Mrs. Sader said, "Go on."

I turned halfway toward her. "I'm beat. I'm ready to drop." I wasn't kidding, either. "I told you I got shot, and I'm just plain tired. Let me rest a minute, then up it goes."

She was content to wait. She wanted that ladder up there. I started getting an idea why, and I looked up toward the window. I'd stood there yesterday watching Mrs. Sader at target practice. It was her room. The blinds and curtains were drawn, but I could see there was a light on inside. And right underneath the window were the four bales of hay. My brain started clicking again, slowly.

I said, "Mrs. Sader, I—I'm dizzy." I shook my head and reached into my right-hand coat pocket and wrapped my fingers around my Zippo cigarette lighter.

She raised her voice. "Stop! Stop! Stop! I'll shoot you."

I froze. "I want a cigarette. I told you I'm dizzy." I didn't think she'd shoot unless she had to. Maybe she was nuts, but she had a plan and she'd stick to it all the way if she could. At least I thought she would. Be hell if I was wrong.

"No!" she said. "Put up the ladder."

I moved slowly and brought my hand out of my pocket with care, and reached up and got hold of the ladder. But the lighter was still in my right hand. I shoved the heavy ladder up another six feet and there were only about four feet to go till it hit the window. And I was two feet from those four bales of dry, dry hay, some of it now scattered by the wind.

I looked at Mrs. Sader. "Far enough? Don't know if I can make it."

"No." But she helped. She moved to her left a few feet, watching me, the bore of the gun steady on me. It helped because that put her a little to the left of the bales, and that's where I wanted her.

"O.K.," I said, and made a great show of straining at the ladder. I pushed the top up till it touched the sill of the window and slid the base of the ladder in toward the wall of the house, and strands of hay brushed at my coat.

Mrs. Sader had a clear shot at the middle of my back, but maybe, maybe she couldn't see my right hand, and I moaned, "Dizzy. Christ, I'm dizzy," and leaned up against the bales of hay and shoved the lighter up against the crack at the bottom of the two top bales.
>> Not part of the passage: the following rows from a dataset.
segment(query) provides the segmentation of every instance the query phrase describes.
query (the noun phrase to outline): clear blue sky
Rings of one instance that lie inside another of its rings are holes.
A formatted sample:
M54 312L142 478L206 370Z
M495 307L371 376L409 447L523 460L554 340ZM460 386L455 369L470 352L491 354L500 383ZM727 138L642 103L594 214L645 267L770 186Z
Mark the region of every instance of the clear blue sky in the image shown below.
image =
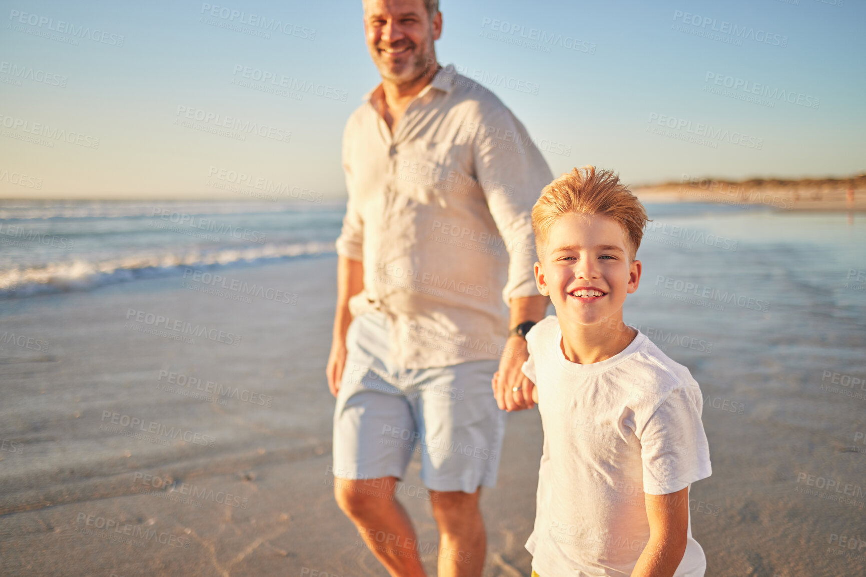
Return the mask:
M443 0L436 51L554 174L843 176L866 169L866 8L839 2ZM243 198L214 186L233 173L345 196L343 125L378 83L360 0L0 6L0 196ZM287 93L244 69L292 79Z

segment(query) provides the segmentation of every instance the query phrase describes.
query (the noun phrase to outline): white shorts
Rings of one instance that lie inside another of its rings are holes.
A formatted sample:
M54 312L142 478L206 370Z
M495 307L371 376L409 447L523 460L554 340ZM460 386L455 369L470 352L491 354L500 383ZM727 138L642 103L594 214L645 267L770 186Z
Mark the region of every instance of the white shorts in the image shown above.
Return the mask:
M403 478L412 454L433 490L474 493L494 486L506 413L490 387L495 360L449 367L388 365L382 313L352 320L333 414L333 473L341 478Z

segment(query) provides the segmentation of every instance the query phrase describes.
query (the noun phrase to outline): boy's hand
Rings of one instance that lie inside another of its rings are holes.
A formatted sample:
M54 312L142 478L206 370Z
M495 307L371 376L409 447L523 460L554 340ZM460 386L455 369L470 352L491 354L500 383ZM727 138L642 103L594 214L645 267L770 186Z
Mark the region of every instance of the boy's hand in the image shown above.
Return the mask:
M491 387L496 404L503 411L521 411L533 408L538 401L534 383L527 378L520 368L529 358L527 342L520 337L511 337L505 343L499 370L493 375ZM514 388L518 390L514 390Z

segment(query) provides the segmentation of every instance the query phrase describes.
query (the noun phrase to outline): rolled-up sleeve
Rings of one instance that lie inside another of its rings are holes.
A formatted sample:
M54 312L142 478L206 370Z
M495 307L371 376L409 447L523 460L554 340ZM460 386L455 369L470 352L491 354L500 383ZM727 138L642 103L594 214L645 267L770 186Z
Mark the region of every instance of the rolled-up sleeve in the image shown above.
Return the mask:
M347 126L343 134L343 170L346 173L346 189L349 200L346 203L346 216L343 217L343 228L337 238L337 254L352 259L364 260L364 219L358 209L358 196L355 194L352 174L352 159L347 144L351 135Z
M553 175L511 111L503 107L483 122L473 147L475 170L508 252L508 279L502 289L508 305L512 298L539 295L532 209Z

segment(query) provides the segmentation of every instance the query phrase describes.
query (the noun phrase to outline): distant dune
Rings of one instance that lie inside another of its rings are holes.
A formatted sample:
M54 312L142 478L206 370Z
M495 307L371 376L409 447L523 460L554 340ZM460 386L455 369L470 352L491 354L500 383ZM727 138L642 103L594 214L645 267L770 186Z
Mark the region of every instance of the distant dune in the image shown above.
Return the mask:
M656 202L764 204L787 210L866 211L866 173L847 178L744 181L684 176L681 182L636 185L637 196Z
I flipped the damn little flint on the damn little lighter and nothing happened except that Mrs. Sader said, "Come away. Come away now," and I thought merrily, Why zip, zip, zip. . .when one zip does it!

"Come away!" she piped, and I saw I had the lighter backward in my hand and I twisted it around and went zip again, and the most beautiful little flame in all this wide world flared and flickered in my hand. I shoved the lighter, still open and burning, between the two bales of hay and stepped back from them and took a step toward Mrs. Sader so she'd look straight at me.

She did, and she backed up a step and said, "Go in the house."

Maybe she meant in through the back, but just in case there was a little fire smoldering, I didn't want her to spot it yet. I walked around to the front, up on the porch, and inside with her right behind me.